Louise rencontre le jeune homme au moment où il s'éloignait. «Où donc allez-vous, monsieur?» lui dit-elle. «—Je pars,» répond Jean d'une voix étouffée, «je m'éloigne de ces lieux où je n'aurais jamais dû venir!»
Louise est restée toute saisie: elle ne conçoit rien au brusque départ de celui dont on désirait tant l'arrivée, et elle est encore dans la cour, à en chercher la cause que Jean est déjà bien loin de la demeure de Caroline.
Jean est revenu à Paris, accablé par l'accueil de Caroline et ne concevant point que la connaissance de ce qui s'est passé entre lui et la famille Chopard lui ait fait perdre son cœur.

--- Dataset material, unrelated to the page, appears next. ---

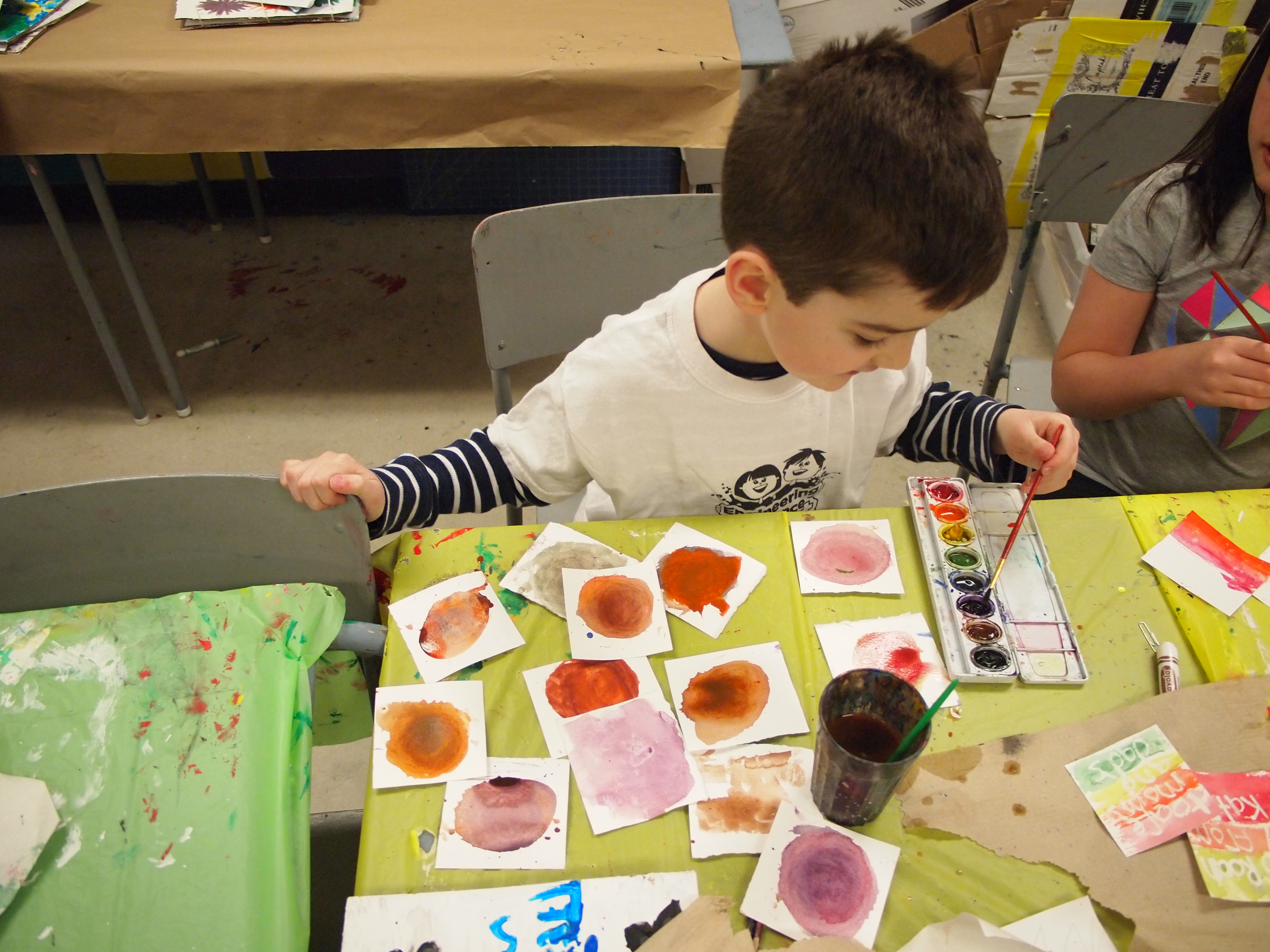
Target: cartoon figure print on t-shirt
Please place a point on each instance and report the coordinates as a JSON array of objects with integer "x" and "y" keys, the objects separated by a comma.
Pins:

Jean est loin de se douter de tout ce qu'a dit Adélaïde. «Ma conduite a pu être légère,» se dit-il; «j'ai sans doute blessé l'amour-propre de mademoiselle Chopard... Mais devais-je lui sacrifier le bonheur de ma vie, et madame Dorville doit-elle me faire un crime de ce dont elle est seule la cause! C'est elle qui m'a appris à connaître mon cœur. Je n'avais nul amour pour Adélaïde et j'adorais Caroline!... C'est pour cela qu'elle ne veut plus me voir, qu'elle me bannit de sa présence!... Suis-je donc si coupable? Non, c'est qu'elle ne m'aimait pas, qu'elle ne m'a jamais aimé, et que, fâchée de m'avoir écrit une lettre trop tendre, elle a ensuite saisi ce prétexte pour rompre avec moi.»
Jean est rentré chez lui, il s'enferme dans son appartement. Il regrette ses goûts, ses penchans et son indifférence d'autrefois. «Alors,» se dit-il, «j'étais plus heureux! Qu'avais-je besoin de chercher à m'instruire?... On me trouvait bien dans le monde que je voyais... J'ai acquis quelques connaissances, mais j'ai perdu cette insouciance qui suffisait à mon bonheur. C'est pour elle que j'ai voulu me changer... Et voilà comme elle m'en récompense!»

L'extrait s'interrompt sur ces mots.